You may be able to get into office work through an Apprenticeship scheme. The range of Apprenticeships available in your area will depend on the local jobs market and the types of skills employers need from their workers. To find out more, visit the Apprenticeships website.
Alternatively, you may be able to build useful experience through an NHS administrative and clerical work placement. Visit the NHS Professionals website to find out more.
- NHS Professionals
Training and Development
You will mainly develop your skills on the job. You can also take work-based qualifications from AMSPAR with City & Guilds or the British Society of Medical Secretaries and Administrators (BSMSA), such as:
- City & Guilds/AMSPAR Level 3 Certificate in Medical Administration
- City & Guilds/AMSPAR Level 3 Diploma for Medical Secretaries
- BSMSA Certificate in Medical Secretarial Studies.
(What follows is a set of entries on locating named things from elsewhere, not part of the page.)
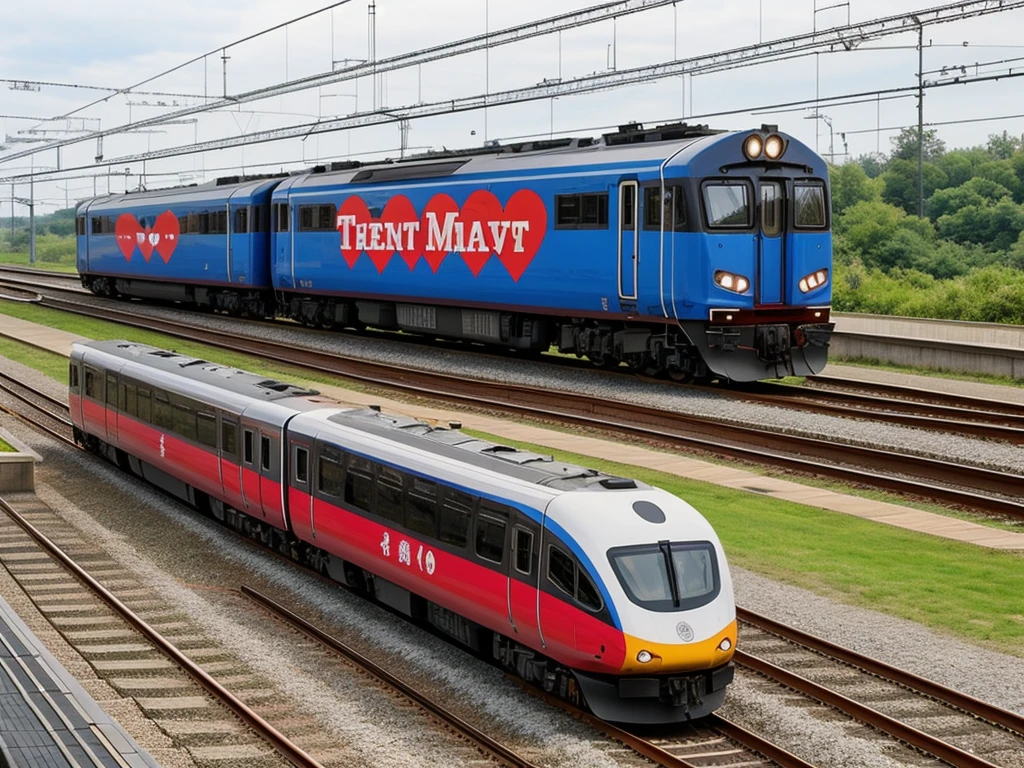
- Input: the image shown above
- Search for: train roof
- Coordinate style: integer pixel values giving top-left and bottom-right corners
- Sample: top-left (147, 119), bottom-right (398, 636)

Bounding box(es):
top-left (76, 341), bottom-right (319, 402)
top-left (319, 407), bottom-right (647, 490)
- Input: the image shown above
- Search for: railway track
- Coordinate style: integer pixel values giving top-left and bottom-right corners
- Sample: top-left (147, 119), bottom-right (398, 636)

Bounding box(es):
top-left (4, 282), bottom-right (1024, 519)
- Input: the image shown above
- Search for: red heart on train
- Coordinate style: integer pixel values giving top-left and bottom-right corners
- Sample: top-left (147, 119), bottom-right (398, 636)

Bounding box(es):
top-left (114, 213), bottom-right (142, 261)
top-left (497, 189), bottom-right (548, 283)
top-left (458, 189), bottom-right (505, 278)
top-left (147, 211), bottom-right (181, 264)
top-left (338, 195), bottom-right (373, 269)
top-left (417, 193), bottom-right (459, 272)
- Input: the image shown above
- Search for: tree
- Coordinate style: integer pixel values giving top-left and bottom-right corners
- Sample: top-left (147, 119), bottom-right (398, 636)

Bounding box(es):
top-left (891, 128), bottom-right (946, 163)
top-left (828, 163), bottom-right (882, 216)
top-left (882, 160), bottom-right (947, 216)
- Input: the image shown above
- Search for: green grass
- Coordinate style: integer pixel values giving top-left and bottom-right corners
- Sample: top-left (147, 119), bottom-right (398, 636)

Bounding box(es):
top-left (0, 252), bottom-right (78, 274)
top-left (825, 355), bottom-right (1024, 387)
top-left (466, 430), bottom-right (1024, 656)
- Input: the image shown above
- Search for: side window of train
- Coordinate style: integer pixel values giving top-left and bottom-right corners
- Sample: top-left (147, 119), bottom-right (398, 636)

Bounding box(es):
top-left (316, 445), bottom-right (345, 499)
top-left (793, 181), bottom-right (828, 229)
top-left (513, 528), bottom-right (534, 575)
top-left (220, 417), bottom-right (239, 461)
top-left (643, 184), bottom-right (686, 231)
top-left (476, 499), bottom-right (508, 563)
top-left (243, 429), bottom-right (255, 464)
top-left (294, 445), bottom-right (309, 485)
top-left (548, 546), bottom-right (603, 611)
top-left (345, 456), bottom-right (376, 512)
top-left (374, 464), bottom-right (406, 525)
top-left (273, 203), bottom-right (291, 232)
top-left (106, 374), bottom-right (118, 409)
top-left (259, 434), bottom-right (270, 472)
top-left (438, 488), bottom-right (474, 549)
top-left (136, 386), bottom-right (153, 424)
top-left (406, 477), bottom-right (437, 539)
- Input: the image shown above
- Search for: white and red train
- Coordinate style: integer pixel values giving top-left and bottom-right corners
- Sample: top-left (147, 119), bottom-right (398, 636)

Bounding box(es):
top-left (69, 341), bottom-right (736, 723)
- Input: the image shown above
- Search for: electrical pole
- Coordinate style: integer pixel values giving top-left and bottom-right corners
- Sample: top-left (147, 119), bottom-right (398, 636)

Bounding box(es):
top-left (918, 20), bottom-right (925, 218)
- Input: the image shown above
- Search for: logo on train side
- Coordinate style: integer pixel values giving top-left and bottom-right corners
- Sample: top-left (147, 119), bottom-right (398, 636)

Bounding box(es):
top-left (337, 189), bottom-right (548, 282)
top-left (114, 211), bottom-right (181, 264)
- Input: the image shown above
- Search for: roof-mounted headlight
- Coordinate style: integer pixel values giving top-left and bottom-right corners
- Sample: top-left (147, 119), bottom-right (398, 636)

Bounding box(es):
top-left (743, 133), bottom-right (765, 160)
top-left (765, 133), bottom-right (785, 160)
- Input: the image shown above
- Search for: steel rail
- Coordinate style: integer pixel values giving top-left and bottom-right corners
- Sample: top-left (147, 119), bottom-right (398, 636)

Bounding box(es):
top-left (28, 298), bottom-right (1024, 519)
top-left (736, 607), bottom-right (1024, 736)
top-left (239, 585), bottom-right (538, 768)
top-left (733, 649), bottom-right (998, 768)
top-left (0, 498), bottom-right (323, 768)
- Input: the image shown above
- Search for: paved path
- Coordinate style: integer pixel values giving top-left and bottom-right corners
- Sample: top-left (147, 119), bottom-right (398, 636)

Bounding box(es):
top-left (0, 315), bottom-right (1024, 550)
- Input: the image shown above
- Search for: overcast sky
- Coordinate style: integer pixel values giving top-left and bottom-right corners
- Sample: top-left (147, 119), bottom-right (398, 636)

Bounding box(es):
top-left (0, 0), bottom-right (1024, 215)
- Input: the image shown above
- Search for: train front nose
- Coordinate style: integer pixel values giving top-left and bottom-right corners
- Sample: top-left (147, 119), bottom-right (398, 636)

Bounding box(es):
top-left (622, 618), bottom-right (736, 675)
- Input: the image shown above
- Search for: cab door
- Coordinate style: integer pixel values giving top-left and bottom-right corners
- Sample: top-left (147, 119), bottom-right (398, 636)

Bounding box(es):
top-left (241, 420), bottom-right (263, 516)
top-left (754, 180), bottom-right (785, 304)
top-left (508, 512), bottom-right (541, 647)
top-left (618, 180), bottom-right (640, 301)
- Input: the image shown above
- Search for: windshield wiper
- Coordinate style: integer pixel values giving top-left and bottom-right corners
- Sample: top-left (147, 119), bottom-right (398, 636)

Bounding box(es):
top-left (657, 540), bottom-right (680, 608)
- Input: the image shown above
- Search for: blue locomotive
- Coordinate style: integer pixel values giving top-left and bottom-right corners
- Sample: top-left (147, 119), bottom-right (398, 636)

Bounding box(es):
top-left (78, 124), bottom-right (833, 381)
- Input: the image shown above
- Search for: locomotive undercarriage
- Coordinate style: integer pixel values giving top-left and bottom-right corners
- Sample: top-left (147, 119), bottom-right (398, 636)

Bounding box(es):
top-left (82, 275), bottom-right (273, 317)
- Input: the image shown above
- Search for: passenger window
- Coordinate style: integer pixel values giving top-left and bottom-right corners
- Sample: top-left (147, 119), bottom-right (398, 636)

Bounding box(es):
top-left (548, 547), bottom-right (575, 597)
top-left (703, 181), bottom-right (752, 229)
top-left (220, 419), bottom-right (239, 459)
top-left (345, 456), bottom-right (375, 512)
top-left (374, 465), bottom-right (406, 525)
top-left (259, 435), bottom-right (270, 471)
top-left (577, 567), bottom-right (602, 610)
top-left (476, 515), bottom-right (505, 563)
top-left (406, 477), bottom-right (437, 538)
top-left (138, 387), bottom-right (153, 424)
top-left (515, 528), bottom-right (534, 575)
top-left (440, 488), bottom-right (473, 549)
top-left (318, 450), bottom-right (345, 498)
top-left (198, 414), bottom-right (217, 451)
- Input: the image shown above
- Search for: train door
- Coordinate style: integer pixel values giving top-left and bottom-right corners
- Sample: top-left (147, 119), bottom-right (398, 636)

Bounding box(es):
top-left (219, 414), bottom-right (245, 509)
top-left (618, 180), bottom-right (640, 301)
top-left (508, 512), bottom-right (541, 647)
top-left (227, 197), bottom-right (253, 285)
top-left (242, 420), bottom-right (263, 517)
top-left (755, 180), bottom-right (785, 304)
top-left (105, 371), bottom-right (118, 445)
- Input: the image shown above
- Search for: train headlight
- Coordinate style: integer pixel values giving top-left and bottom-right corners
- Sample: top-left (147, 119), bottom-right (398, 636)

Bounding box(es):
top-left (715, 269), bottom-right (751, 293)
top-left (765, 133), bottom-right (785, 160)
top-left (743, 133), bottom-right (765, 160)
top-left (800, 269), bottom-right (828, 293)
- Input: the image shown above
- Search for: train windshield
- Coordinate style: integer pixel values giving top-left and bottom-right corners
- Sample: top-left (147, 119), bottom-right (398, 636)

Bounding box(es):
top-left (608, 542), bottom-right (721, 611)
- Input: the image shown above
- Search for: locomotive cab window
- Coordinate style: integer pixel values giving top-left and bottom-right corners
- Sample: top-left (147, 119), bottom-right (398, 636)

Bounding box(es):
top-left (703, 181), bottom-right (754, 229)
top-left (793, 181), bottom-right (828, 229)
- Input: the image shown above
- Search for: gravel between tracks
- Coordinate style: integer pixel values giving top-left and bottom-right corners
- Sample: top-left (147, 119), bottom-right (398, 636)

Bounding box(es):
top-left (59, 294), bottom-right (1024, 472)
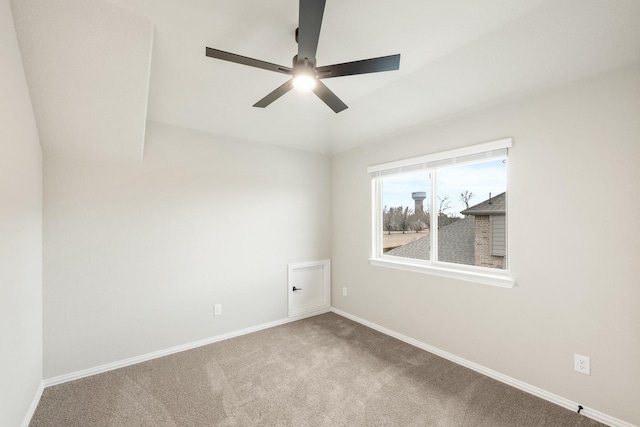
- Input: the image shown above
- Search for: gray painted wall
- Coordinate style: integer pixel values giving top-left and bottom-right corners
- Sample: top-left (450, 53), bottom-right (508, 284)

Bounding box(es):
top-left (332, 64), bottom-right (640, 425)
top-left (44, 123), bottom-right (331, 378)
top-left (0, 0), bottom-right (42, 426)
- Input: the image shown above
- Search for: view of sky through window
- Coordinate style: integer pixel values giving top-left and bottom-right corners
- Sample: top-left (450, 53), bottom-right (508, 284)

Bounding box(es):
top-left (382, 159), bottom-right (507, 216)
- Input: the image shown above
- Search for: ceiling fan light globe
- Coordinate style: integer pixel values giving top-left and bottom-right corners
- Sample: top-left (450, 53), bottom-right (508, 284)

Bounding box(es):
top-left (293, 74), bottom-right (316, 92)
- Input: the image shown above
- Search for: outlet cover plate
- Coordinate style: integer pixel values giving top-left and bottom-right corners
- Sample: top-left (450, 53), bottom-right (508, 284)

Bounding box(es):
top-left (573, 354), bottom-right (591, 375)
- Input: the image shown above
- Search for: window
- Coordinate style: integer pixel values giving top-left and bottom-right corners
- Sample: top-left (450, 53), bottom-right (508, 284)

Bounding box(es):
top-left (368, 139), bottom-right (514, 287)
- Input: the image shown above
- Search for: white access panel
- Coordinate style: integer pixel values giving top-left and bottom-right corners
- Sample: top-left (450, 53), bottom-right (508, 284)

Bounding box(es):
top-left (287, 260), bottom-right (331, 317)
To start the City & Guilds/AMSPAR Level 3 courses, you will need one of the following:
- employment as an administrator in a healthcare setting
- good secretarial skills and experience (from any industry)
- four GCSEs (A-C) including English, if you are a school or college leaver without health administration experience.
You do not need formal qualifications to start the BSMSA Certificate, but you must have good administrative and word processing skills.
City & Guilds/AMSPAR and BSMSA also offer separate qualifications in medical terminology, which would be useful for medical secretaries.
AMSPAR courses are available part-time at several colleges throughout the UK. You can study BSMSA courses by distance learning. See each organisation’s website for full details.
Skills and Knowledge
- excellent organisational skills
- good spoken and written communication skills
- tact and empathy
- accuracy and attention to detail
- the ability to work as part of a team and also on your own initiative
- good computer and administrative skills
- respect for confidential information
- an interest in health and medical matters.
As well as GP surgeries, health centres and hospitals, you could work for medical schools, pharmaceutical companies or complementary medicine practices. You could also be employed by an agency.
Jobs may be advertised in the local press, Jobcentre Plus and the NHS Jobs website.
- NHS Jobs
With experience, you could become a GP practice manager, a personal assistant or office manager.